The UN Treaty on the Non-Proliferation of Nuclear Weapons (NPT) was ratified by Denmark in 1969. However, the terms of this treaty have not stopped four major pension companies from investing a total of DKK 2bn (EUR 270m) in companies involved in this industry, Danish daily Information and NGO-funded investigative research center Danwatch report.
Lægernes Pension, Pension Danmark, Industriens Pension, and P+ all currently have investments in the nuclear weapons industry, in firms including Honeywell, Airbus, and BAE Systems. However, some members are looking to change this, citing a different UN Treaty adopted in 2017 – the Treaty on the Prohibition of Nuclear Weapons. This treaty has not been ratified in Denmark due to the country’s position on NATO, but has been ratified in 60 other countries, and forbids the development, testing, production, storage, and transfer of nuclear weapons – as well as the use of nuclear weapons as a threat.

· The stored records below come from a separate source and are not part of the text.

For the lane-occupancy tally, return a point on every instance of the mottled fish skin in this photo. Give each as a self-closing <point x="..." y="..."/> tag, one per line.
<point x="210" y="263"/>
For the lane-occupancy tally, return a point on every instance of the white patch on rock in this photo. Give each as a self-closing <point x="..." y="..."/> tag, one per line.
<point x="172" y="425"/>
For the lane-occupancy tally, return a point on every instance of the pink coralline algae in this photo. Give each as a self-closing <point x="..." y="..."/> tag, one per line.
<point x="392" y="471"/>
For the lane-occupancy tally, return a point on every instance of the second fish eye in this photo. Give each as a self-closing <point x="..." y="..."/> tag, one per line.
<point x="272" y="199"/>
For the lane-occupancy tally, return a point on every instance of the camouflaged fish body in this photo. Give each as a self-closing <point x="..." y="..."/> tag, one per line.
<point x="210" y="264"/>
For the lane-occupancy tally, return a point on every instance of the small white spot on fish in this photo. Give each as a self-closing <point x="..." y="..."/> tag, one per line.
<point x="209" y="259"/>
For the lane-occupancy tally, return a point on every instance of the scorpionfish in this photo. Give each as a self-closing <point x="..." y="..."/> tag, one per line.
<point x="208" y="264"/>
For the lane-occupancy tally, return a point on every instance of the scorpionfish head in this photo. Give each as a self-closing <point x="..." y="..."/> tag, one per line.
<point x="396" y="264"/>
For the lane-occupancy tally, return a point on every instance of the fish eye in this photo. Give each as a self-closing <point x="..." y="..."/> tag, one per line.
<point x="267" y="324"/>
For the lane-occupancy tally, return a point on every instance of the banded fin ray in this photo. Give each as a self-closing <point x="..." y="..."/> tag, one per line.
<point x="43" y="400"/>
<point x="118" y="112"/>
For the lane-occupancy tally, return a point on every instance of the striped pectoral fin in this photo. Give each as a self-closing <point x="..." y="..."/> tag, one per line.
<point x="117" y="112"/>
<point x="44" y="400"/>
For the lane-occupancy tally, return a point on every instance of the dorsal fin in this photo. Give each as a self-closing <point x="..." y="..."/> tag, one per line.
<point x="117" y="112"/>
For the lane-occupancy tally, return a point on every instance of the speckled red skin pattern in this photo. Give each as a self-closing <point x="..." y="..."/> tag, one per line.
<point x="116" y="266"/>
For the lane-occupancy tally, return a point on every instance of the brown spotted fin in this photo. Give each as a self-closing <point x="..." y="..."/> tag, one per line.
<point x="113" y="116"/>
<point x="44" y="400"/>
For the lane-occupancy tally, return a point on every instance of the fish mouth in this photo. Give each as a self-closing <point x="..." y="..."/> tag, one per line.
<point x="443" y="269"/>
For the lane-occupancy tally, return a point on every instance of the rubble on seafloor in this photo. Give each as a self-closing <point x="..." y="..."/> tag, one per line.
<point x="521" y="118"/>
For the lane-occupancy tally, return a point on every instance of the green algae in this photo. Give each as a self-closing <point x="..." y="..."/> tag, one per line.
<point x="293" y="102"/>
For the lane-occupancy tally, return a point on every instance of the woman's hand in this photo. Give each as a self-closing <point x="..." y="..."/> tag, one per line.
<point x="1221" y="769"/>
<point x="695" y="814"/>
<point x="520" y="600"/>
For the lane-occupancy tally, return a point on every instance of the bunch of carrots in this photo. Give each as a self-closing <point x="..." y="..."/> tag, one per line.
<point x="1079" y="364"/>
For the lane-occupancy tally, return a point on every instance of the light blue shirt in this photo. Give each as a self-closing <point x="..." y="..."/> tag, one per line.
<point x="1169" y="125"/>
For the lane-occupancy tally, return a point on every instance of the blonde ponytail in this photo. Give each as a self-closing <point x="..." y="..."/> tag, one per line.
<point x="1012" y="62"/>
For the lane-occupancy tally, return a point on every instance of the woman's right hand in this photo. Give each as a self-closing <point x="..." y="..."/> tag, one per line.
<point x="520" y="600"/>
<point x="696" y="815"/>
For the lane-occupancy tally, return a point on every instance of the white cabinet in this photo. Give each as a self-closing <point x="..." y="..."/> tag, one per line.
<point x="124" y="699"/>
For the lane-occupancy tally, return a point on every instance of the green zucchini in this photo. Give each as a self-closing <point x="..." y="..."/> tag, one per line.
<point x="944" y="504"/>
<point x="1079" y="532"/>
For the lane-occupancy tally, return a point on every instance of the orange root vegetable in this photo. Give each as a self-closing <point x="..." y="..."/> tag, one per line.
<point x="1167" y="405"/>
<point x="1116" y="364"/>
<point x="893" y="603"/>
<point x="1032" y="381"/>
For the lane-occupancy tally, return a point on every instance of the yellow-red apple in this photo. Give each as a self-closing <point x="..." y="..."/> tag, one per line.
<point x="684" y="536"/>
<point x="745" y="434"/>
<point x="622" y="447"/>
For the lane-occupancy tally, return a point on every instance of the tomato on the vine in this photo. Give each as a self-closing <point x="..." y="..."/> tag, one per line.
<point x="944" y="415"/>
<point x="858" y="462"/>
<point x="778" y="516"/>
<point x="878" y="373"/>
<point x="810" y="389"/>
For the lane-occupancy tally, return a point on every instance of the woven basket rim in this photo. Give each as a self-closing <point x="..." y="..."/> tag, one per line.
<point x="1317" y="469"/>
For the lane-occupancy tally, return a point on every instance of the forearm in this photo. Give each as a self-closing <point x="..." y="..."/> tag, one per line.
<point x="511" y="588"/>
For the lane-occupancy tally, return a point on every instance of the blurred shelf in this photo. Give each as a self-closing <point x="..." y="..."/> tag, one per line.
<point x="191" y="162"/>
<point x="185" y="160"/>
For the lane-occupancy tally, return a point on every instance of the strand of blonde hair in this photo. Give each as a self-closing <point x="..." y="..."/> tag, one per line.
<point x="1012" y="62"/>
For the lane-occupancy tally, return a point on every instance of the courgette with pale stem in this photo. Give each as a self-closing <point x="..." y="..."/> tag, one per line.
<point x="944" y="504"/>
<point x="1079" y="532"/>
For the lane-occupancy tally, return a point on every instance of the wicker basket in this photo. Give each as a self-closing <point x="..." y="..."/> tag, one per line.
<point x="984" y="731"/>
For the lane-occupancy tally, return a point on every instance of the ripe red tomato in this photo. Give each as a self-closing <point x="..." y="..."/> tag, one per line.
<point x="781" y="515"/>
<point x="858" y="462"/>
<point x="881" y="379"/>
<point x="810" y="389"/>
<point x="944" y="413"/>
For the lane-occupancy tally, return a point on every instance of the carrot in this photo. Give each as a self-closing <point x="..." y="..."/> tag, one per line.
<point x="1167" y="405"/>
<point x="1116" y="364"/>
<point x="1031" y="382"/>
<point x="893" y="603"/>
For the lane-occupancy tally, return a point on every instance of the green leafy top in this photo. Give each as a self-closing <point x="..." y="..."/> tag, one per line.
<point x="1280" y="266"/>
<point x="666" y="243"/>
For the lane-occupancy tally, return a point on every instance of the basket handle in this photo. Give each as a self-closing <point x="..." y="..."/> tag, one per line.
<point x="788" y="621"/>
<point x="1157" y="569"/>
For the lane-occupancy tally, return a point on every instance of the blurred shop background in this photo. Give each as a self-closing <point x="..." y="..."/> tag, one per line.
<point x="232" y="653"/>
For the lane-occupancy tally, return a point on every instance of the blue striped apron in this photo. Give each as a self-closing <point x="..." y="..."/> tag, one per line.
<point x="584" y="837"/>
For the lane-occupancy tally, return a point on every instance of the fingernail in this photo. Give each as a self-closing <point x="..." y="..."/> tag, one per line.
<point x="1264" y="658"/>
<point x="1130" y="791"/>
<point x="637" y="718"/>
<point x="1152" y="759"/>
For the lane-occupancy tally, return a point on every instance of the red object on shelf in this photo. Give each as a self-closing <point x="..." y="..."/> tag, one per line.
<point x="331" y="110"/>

Klaus Arnung, who is chair of the association Danske Læger mod Kernevåben (Danish Doctors Against Nuclear Weapons) hopes that this more recent treaty will lead pension firms in the country to exclude the industry, just as Lægernes Pension recently voted to do based on a member proposal at its AGM, meaning the DKK 300m (EUR 40m) it currently has invested in the sector will be pulled out.
”It will be exciting to see whether other pension funds will now have the same discussion about nuclear weapons. The 2017 UN treaty bans them – that is a new argument you can use,” the doctor who has led the work to get Lægernes Pension to include the UN treaty in its investment approach tells Information.